Because we don’t know what we don’t know when we’re developing a new product, Agile encourages rapid customer feedback by utilizing a minimum viable product (MVP). An MVP will not have all of the bells and whistles the product will have further in its development process. However, the MVP allows a team to quickly introduce the product to obtain feedback from the market and make needed adjustments.
Ultimately, the MVP is a critical tool that allows developers to learn what they don’t know and to build product enhancements by responding quickly and strategically to market feedback.
2. Technology Talent In a Very Tight Market
According to PwC’s 2019 “Annual Global CEO Survey,” “Availability of key skills” is one of the top three threats facing CEOs around the world, for good reason. There is an anticipated global shortage of more than 85 million technology workers, representing an estimated $8.5 trillion in lost annual revenue by 2030.
Therefore, many technology organizations are augmenting their teams with highly versatile, highly experienced talent in the form of consultants, freelancers and other professional contractors. Augmenting teams with an influx of talent introduces new ideas so that technology innovators can stay ahead of the demands of the market.
3. Process Transformation — DevOps Helps Eliminate Bottlenecks
Often, executives are so busy with day-to-day responsibilities that it is difficult for them to notice a deceleration in product development velocity. This deceleration is typically caused by bottlenecks that have become increasingly common as quality assurance, security and compliance requirements in many industries have become more demanding.
Evolving DevOps practices strive to substantially reduce these bottlenecks by presenting both a team culture and a set of processes that bring development and operations teams together. DevOps seeks to balance the need for quality, compliance, security and velocity within the software release process.
DevOps seeks to build quality into the product from the very beginning by operations team members collaborating with the development team early in the process. By taking this approach, issues like compliance risk, software stability and security are developed into the process, rather than these issues needing to be addressed at the end of the development process, nearly assuredly delaying product release.
4. A Productive Executive Mindset
Organizational bottlenecks caused by executive leadership are often overlooked or forgiven due to the stature of the individuals involved. However, the job of the executive team is to make decisions — then the organization must execute.
Ram Charan addresses the problem of the lack of organizational execution in an insightful Harvard Business Review article. Mr. Charan observes that ambivalence or outright resistance usually arises due to a lack of dialogue with the people charged with implementing the decision in question.

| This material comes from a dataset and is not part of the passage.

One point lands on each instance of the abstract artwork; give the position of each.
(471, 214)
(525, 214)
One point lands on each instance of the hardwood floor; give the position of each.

This dynamic can be particularly pronounced in publicly traded companies that are often pressured to manage for short-term gain. When the same organization is asked to innovate, the desire for innovation does not necessarily align with short-term demands. However, longer-term innovation and short-term demands can and must successfully coexist.
Innovation can be achieved faster and more successfully by creating a vivid shared vision — a compelling story of why. Then, leadership must actively share the vision within the organization and, in many cases, externally with investors. With the vision established, leaders must motivate team members across the organization to make day-to-day decisions that lead to long-term growth and innovation.
Speed is paramount for competitiveness within today’s technology landscape, but speed isn’t the goal in and of itself. Instead, the goal must be to assess the business value of a product and deliver it quickly. Becoming comfortable with an MVP strategy, leveraging Agile product and project development methods, rapidly acquiring talent, eliminating bottlenecks and establishing the right culture among the executive leadership team will allow quick product delivery and maximum business value throughout the process.
Ultimately, as the quote from Eric Ries points out, successful organizations will be those that can learn faster than their competition and apply those learnings.